CITY COUNCIL SUPPORTS PLAN, WORRIES OF POSSIBLE CIVIL RIGHTS DILEMMA, COSTS
By Steven Tavares

Hayward is on track to tackle its vexing gang problem with civil injunctions used with varying effects in Oakland and San Francisco. The city could file its first injunction in Superior Court against an alleged 400-member gang sometime later this year .

A majority of the Hayward City Council registered support for the program, which was one of the highlights of the federal grant it received in 2009 to add nine police officers to its force—including three specifically for the formation of a Gang Injunction Unit. A few councilmembers voiced concern, though, over the potential for infringing on the civil rights of its residents, including Councilman Mark Salinas, who was raised in chronically crime-addled South Hayward.

“This concept of gang injunctions further fuels a very dynamic tension between urban, multi-ethnic, multi-lingual communities and an older generation of Hayward,” said Salinas. “That image is of Latino and African Americans.” He added the program has the potential to cause reverberations across how the city looks at its youth. “This tool, as oppose to other law enforcement tools, sends a very big ripple effect to how we construct on how we look at the young people in this city.”

The council’s reticence over the potential for law enforcement to profile suspected gang members through a racial or socio-economic lens was apparent during Tuesday’s work session. Along with Salinas’ objections, Councilmembers Barabara Halliday and Olden Henson broached the subject, although both ultimately supported the program.

“It is imperative that we protect the community,” said Henson, who is black. “It doesn’t matter if its an African American or not and I’m hit in the head, it still hurts.”

When Halliday questioned Hayward Capt. Darryl McAllister on how the introduction of a gang injunction program would strengthen the police department’s ability to crack down on gang activity as oppose to merely identifying suspects committing crime and pursuing them, he said it was “another legal means for officers to do their jobs.” “I feel like you’re walking a tight rope here,” said Halliday, in response.

Salinas and Councilman Bill Quirk also questioned if the city’s future budgets will be able to afford the highly intensive investigation and documentation process of tracking the gangs and their member’s activity.

The potential gang injunction program centers, in legal terms, with viewing the alleged formation and activity of its members as an “unincorportated association” similar to any other legal entity. The state definition, according to McAllister, is a group of three or more with a common name and symbols, typically similar tattoos or other markings, who engage in a pattern of criminal activity. Only through intensive investigation and documentation to satisfy the courts for an injunction, he said, can the police begin to monitor members for violating aspects of the order. Among them, consorting with other known gang members in public and within a specific area and violating curfew.

The injunctions are inherently complex in order to satisfy rigid legal requirements. The City Attorney’s office in Oakland has recently met legal challenges from a group of alleged gang members who say the injunctions are illegal and violate their civil rights.

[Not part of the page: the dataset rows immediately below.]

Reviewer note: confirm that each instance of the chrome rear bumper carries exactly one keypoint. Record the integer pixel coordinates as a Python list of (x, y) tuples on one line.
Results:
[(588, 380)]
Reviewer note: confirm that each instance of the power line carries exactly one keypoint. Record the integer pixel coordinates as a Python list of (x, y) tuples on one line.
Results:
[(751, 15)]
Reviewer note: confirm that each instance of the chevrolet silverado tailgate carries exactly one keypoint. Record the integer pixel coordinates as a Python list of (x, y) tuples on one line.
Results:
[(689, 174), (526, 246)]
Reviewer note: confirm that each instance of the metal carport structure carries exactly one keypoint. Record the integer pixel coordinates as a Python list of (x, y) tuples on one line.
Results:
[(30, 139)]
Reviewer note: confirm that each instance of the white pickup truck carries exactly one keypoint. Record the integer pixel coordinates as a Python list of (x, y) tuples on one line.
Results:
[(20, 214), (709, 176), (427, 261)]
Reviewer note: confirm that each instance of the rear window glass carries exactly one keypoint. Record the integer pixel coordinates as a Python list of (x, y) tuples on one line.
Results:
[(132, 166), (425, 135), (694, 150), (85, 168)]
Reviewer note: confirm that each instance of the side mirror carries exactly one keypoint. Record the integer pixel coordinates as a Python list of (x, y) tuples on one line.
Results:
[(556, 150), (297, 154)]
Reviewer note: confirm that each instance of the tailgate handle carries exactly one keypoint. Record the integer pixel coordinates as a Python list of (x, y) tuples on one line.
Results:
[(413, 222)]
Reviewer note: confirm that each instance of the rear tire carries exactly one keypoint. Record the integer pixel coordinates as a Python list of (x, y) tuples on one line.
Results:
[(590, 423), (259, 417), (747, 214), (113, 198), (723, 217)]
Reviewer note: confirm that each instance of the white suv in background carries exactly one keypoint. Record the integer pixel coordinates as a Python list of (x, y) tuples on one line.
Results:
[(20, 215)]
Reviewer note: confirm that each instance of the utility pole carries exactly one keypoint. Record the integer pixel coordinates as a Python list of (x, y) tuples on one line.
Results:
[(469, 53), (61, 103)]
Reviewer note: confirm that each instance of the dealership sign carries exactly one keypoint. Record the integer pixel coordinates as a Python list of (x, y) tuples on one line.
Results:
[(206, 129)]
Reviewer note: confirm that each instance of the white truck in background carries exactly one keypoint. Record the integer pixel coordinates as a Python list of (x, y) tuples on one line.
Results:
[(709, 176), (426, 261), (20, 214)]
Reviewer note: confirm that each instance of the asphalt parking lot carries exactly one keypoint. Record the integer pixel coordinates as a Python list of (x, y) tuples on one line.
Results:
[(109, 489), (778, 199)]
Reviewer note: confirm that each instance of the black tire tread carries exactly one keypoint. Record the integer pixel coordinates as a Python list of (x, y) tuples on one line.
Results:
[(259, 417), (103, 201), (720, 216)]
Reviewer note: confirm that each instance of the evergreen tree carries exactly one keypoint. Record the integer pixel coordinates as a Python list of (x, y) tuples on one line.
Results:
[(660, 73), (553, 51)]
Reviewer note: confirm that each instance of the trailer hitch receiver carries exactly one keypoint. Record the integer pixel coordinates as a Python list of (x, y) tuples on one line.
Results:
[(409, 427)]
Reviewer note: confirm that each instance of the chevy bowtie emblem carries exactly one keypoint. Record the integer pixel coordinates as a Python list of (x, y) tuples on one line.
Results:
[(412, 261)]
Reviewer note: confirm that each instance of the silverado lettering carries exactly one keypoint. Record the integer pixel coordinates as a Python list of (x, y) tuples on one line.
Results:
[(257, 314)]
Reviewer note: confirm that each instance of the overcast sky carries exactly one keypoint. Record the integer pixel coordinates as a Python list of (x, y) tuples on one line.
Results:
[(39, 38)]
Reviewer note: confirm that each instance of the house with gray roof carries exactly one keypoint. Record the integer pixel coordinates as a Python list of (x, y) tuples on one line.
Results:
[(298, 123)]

There was no discussion Tuesday night of Oakland’s recent difficulty with their version of the injunction program, but clues to the city’s position were included in a staff report. It calls the lawsuits filed by 40 alleged gang members in Oakland a “tactic” being used to stifle its ability to enforce the injunctions, “frustrate the process and bleed the city’s resources to the point where accommodating the due process hearings becomes too costly to pursue.”

The fact remains, though, there is a perception among Hayward residents that crime is continuing to rise. Hayward resident Dave Jorgensen said the prevalence of graffiti around the city points directly to increased gang activity. “Anybody that doesn’t believe Hayward has a gang problem is naïve,” he said. “Police need every weapon they can get. Please do not handcuff our police department.”

Hayward Mayor Mike Sweeney called crime “one of the city’s biggest concerns” as evidenced by numerous surveys and public calls for a solution. “We’re not talking about altar boys wearing the wrong colors or flashing the wrong signs,” he said, “we’re talking about serious criminals.”

A timeline of the city’s next step calls for the filing of its first injunction with the Superior Court some time in the late summer or early fall. According to a staff report, it is currently investigating a Hayward gang believed to possess a membership of more than 400.